Last week, Google announced they are now indexing SVG, Scalable Vector Graphics.
As a searcher, you can now find SVG documents in the Google index. Google said they will index it as a standalone file or embedded directly in HTML. If you don't want them indexed, you should use the x-robots exclusion feature.
SEOs don't seem to excited about this new indexing capability of Google. Tedster said in a WebmasterWorldthread:
My take - indexing the svg format won't mean anything for ordinary search traffic for a long time, just as indexing swf format has meant very little. But for now, it's good to know that you can find things with the filetype: operator.
Do you agree?
Forum discussion at WebmasterWorld.

Comments:
Jon
09/06/2010 02:46 pm
No really SEO impact that I can imagine.
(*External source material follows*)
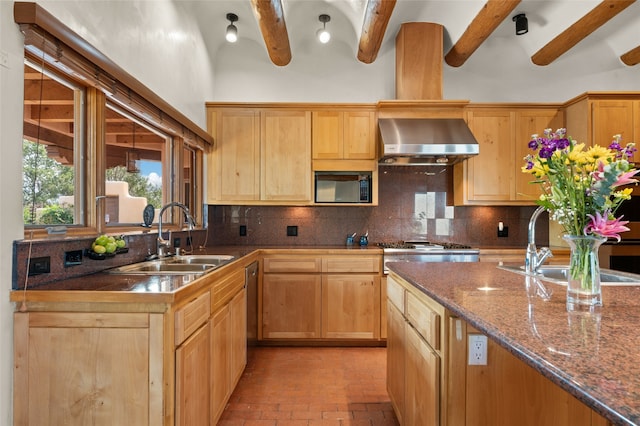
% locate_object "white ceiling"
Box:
[181,0,640,67]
As the Webmaster World poster mentioned, SWFs are rarely seen in SERPs' top results so only very obscure long-tail phrases will rank.
Jay
09/06/2010 06:39 pm
Is this a good thing or a great thing? Some people are not too enthused about this.
dusoft
09/06/2010 09:41 pm
I think it could bring some good traffic to websites having high quality (SVG) images - icons or logos that could be used by designers. I think this is usually the case, when someone needs e.g. a VISA card icon and can find it in the best format in the terms of quality - SVG.
Peter Quale
09/10/2010 05:55 pm
This is actually pretty huge for our clients who have a lot of PDFs with tech specs and rank well for long-tail search. With thought and care, the SVG format looks a lot more like a good "web" result than the average PDF.